Um den ellenlangen Beitrag kürzer zu machen:
Ich würde einen Paketfilter immer in Erwägung ziehen bei dem Endgerät, welches *direkt* aus einem unsicheren Netzwerk erreichbar ist (Laptop im Hotel, Router im eigenen LAN). Und das weniger zum "Filtern, was nicht notwendig ist" (s.o.), sondern ggf. zum Loggen und für spezielle Gegebenheiten die eine öffentliche Anbindung mit sich bringen (statefull inspection z.B., oder content-Filterung, unsaubere/überlange Pakete sofern der IP-Stack das nicht selbst regeln kann). Aber auch hier gilt IMHO: erstmal die Dienste konfigurieren bzw. abstellen.

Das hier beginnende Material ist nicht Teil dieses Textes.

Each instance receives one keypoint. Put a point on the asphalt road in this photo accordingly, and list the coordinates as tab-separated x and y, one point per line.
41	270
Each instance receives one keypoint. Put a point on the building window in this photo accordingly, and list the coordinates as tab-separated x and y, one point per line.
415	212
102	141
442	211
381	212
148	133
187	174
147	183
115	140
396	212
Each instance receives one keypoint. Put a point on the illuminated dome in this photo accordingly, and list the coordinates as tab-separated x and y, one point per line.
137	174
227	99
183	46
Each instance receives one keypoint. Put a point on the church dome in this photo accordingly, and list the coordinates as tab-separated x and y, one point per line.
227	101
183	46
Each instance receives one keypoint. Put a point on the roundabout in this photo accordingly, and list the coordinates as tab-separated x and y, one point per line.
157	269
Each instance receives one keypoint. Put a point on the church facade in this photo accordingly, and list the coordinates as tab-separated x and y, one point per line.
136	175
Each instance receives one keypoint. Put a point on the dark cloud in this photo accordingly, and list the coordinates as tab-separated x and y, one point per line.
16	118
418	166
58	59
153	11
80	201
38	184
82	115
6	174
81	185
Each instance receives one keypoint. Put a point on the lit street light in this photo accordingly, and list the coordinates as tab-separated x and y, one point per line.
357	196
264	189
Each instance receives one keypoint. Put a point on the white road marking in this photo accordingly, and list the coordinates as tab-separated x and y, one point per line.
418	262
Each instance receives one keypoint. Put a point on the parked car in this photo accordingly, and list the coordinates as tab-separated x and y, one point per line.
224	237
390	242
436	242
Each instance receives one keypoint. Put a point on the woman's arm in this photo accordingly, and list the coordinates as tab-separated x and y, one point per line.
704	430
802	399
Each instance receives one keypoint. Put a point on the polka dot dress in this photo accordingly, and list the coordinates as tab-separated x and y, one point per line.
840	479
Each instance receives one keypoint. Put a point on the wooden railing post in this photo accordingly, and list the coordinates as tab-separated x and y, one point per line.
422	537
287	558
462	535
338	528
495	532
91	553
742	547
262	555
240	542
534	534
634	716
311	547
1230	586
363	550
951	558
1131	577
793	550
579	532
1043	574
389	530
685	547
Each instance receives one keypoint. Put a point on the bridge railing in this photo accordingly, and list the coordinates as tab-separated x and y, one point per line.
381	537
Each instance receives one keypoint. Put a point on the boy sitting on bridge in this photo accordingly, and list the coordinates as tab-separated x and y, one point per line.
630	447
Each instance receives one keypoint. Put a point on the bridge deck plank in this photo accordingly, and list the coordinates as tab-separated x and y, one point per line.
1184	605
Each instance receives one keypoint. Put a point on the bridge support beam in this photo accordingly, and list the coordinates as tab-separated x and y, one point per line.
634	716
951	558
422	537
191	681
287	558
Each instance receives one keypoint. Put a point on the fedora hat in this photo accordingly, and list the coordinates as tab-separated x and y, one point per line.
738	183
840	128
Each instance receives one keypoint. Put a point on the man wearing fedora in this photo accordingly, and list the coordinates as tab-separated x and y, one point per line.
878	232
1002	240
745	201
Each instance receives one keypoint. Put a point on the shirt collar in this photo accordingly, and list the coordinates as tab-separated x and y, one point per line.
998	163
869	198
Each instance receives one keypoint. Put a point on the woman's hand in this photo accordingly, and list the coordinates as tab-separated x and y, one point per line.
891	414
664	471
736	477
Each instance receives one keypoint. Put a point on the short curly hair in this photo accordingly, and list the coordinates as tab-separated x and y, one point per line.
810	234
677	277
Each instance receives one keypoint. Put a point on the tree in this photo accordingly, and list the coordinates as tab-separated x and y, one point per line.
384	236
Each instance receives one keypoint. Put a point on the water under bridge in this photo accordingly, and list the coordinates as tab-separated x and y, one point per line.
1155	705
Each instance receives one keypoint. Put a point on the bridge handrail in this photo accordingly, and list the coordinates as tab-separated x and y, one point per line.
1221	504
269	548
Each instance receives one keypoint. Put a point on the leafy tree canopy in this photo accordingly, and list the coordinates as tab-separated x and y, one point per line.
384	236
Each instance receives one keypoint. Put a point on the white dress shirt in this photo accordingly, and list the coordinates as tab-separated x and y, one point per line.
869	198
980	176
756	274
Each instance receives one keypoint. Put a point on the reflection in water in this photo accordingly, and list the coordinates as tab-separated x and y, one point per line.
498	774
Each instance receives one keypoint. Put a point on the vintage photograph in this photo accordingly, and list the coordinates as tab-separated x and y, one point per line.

Am Laptop z.B. habe ich sowohl einen ssh-Dienst als auch einen NFS-Server, welche ich im eigenen LAN benötige. Diese starte ich aber nur, wenn ich mich wirklich in meiner gesicherten Umgebung befinde. Einen einfachen Paketfilter für Anfragen von außen kann ich mir für diese Ports dann sparen.
Grr, ich muß weg: Ich rede nicht gegen Sicherheit durch einen Wächter an "vorderster Front", v.a. da es Konstellationen gibt die nur so regelbar sind. Wichtig ist IMHO aber, daß grundlegende Verständniss wo (und wo nicht) Gefahren überhaupt entstehen können bzw. eben nicht.